AP Completions to Deliver First Global 7500
The founder of AP Completion Services is looking forward to celebrating his firm’s 10th anniversary in the coming weeks when it makes its first deliveries of Bombardier Global 7500s to customers.
Like many of his team, Broccoli brought many years of experience working for the Canadian airframer with him to the new outfit, and this has helped Montreal-based AP to establish itself as something of a specialist on the new long-range jet.
AP is under contract to complete 15 7500s, a significant chunk of the examples of the type on order. Broccoli reckons no other independent completions firm is working on as many of the jets. This has become a self-reinforcing benefit, with increased experience generating ever more business.
“I believe we are the most knowledgeable independent because we’ve touched so many aircraft already on this very young program,” he says. “We’re gaining the experience of how the 75 is built; we’ve seen the evolution of the program, and of course our knowledge base increases.”
The company began working on specs for its first 7500 in 2015: delivery of that aircraft to the customer is expected within weeks, and Broccoli says AP will deliver five jets by year-end.
“The majority of  clients are either flying [Bombardier Global] 6000s, 5000s or competitor airplanes, such as Gulfstream,” he says. “They’re not new to aviation, but some are first-time Bombardier clients. I do have a couple of clients where, while it’s not their first airplane, it’s a big jump from where they’re coming from – like if you’re driving a BMW 3 Series and you’re going to a Bugatti or a Rolls-Royce Phantom.”
Initial discussions focus on agreeing a floor plan, Broccoli says. Even at this stage, customers have one eye on the resale market.
“With my repeat clients, I know they change airplanes every four or five years,” he says. “They usually will want to have the airplane while it’s under warranty, then trade it and buy another 75. For them, their floor plan is not something so bizarre that it will be very challenging to find a potential buyer.”
Among these customers, certain options are emerging as constants.
“All my customers have a stateroom,” Broccoli says. “A shower has a high pick rate: if you don’t have it, it’s not a deal-breaker.

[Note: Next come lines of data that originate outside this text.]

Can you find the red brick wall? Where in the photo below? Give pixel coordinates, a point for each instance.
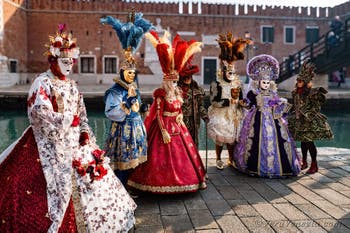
(82, 17)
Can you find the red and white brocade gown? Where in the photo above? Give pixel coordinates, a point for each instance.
(175, 167)
(38, 179)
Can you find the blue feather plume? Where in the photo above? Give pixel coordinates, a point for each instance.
(130, 33)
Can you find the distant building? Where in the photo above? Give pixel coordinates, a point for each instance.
(26, 24)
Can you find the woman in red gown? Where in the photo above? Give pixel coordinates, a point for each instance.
(174, 164)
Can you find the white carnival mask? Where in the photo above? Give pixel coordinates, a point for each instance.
(65, 65)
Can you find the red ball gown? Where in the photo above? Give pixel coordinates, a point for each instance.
(23, 203)
(174, 167)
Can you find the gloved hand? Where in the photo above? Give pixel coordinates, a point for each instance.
(76, 121)
(130, 101)
(83, 138)
(144, 108)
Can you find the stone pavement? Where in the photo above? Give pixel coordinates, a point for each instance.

Maybe 50% have a shower. Then you have cultural aspects, which bring another twist to the equation. My Middle Eastern clients might have different requirements from my Asian clients. Some of my European clients might want a bidet in the lavatory, while the North American customers don’t go for that.
“There’s no right or wrong answer,” he adds. “These are details that come after the floor plan. But it takes time to get to them, so it’s an expensive process, and to finalize a package takes about a year and a half.”